Bullet Army Sgt. Leroy Mendonca: He served with Company B, 7th Infantry Regiment, 3rd Division near Chich-on in Korea on July 4, 1951. His platoon had captured Hill 586, but the North Koreans drove to retake the hill. Mendonca, from Hawaii, volunteered to remain behind after his platoon was ordered to withdraw. He continued to fight until his ammunition was exhausted, using his rifle and bayonet until he was cut down. He is credited with killing 37 enemy soldiers.

Bullet Army Sgt. 1st Class Rodney Yano: The Big Island native was a helicopter crew chief with the 11th Armored Cavalry Regiment near Bien Hao in Vietnam on Han. 1, 1969, when a grenade exploded in his helicopter. Severely wounded by burning phosphorus and having the use of only one arm, Yano hurled blazing ammunition from the helicopter, which resulted in additional wounds.

Bullet Army Private 1st Class Herbert Pililaau: He was a member of Company C, 23rd Infantry Regiment, 2nd Infantry Division near Pia-ri in Korea on Sept. 17, 1951, when it was assigned to "Heartbreak Ridge." When his unit ran out of ammunition and was ordered back, the Hawaii native volunteered to cover the withdrawal. He continued to fight with his trench knife after he ran out of ammunition. He is credited with killing 40 enemy soldiers.

Bullet Army Staff Sgt. Elemlindo Smith: He served with 1st Platoon, Company C, 2nd Battalion, 8th Infantry, 4th Infantry Division in South Vietnam on Feb. 16, 1967, when his unit was pinned down by enemy fire.
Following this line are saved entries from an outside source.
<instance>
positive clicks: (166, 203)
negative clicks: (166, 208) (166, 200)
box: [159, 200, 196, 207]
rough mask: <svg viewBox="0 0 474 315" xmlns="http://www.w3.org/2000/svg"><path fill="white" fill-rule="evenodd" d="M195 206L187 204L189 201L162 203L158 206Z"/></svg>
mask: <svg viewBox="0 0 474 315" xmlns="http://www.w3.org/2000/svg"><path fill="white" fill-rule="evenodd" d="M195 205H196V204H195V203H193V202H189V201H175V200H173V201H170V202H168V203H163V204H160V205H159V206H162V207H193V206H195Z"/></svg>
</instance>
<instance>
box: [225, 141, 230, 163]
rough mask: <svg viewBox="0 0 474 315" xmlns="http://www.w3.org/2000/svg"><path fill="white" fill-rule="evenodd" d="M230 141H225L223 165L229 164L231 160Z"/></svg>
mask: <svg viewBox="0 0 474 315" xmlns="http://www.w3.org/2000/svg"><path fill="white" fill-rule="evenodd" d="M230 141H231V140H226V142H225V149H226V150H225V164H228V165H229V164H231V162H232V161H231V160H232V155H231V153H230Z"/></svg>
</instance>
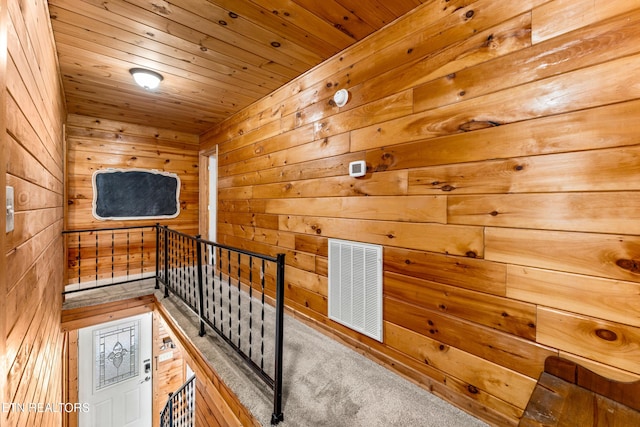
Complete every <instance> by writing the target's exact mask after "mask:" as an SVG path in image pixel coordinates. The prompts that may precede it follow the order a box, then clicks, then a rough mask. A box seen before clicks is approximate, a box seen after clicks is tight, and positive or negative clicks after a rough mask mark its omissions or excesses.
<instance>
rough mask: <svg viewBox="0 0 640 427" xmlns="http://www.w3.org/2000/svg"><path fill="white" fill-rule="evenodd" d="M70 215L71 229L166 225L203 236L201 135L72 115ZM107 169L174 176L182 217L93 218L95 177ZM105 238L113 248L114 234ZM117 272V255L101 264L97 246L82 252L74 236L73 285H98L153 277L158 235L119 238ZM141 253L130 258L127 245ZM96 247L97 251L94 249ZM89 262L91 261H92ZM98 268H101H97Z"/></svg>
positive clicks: (69, 221) (68, 157)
Wounded in the shoulder and stomach, the Honolulu native directed attempts to repel the attack. As he crawled he was struck by a rocket, but continued to position troops to beat back the assault until he was killed.

Bullet Army Cpl. Terry Kawamura: He was a member of the 173rd Engineer Company, 173rd Airborne Brigade near Camp Radcliffe in Vietnam on March 20, 1969, when the enemy attacked his unit's quarters. The Honolulu native threw himself on an explosive charge that had been thrown into the room, saving the lives of two soldiers.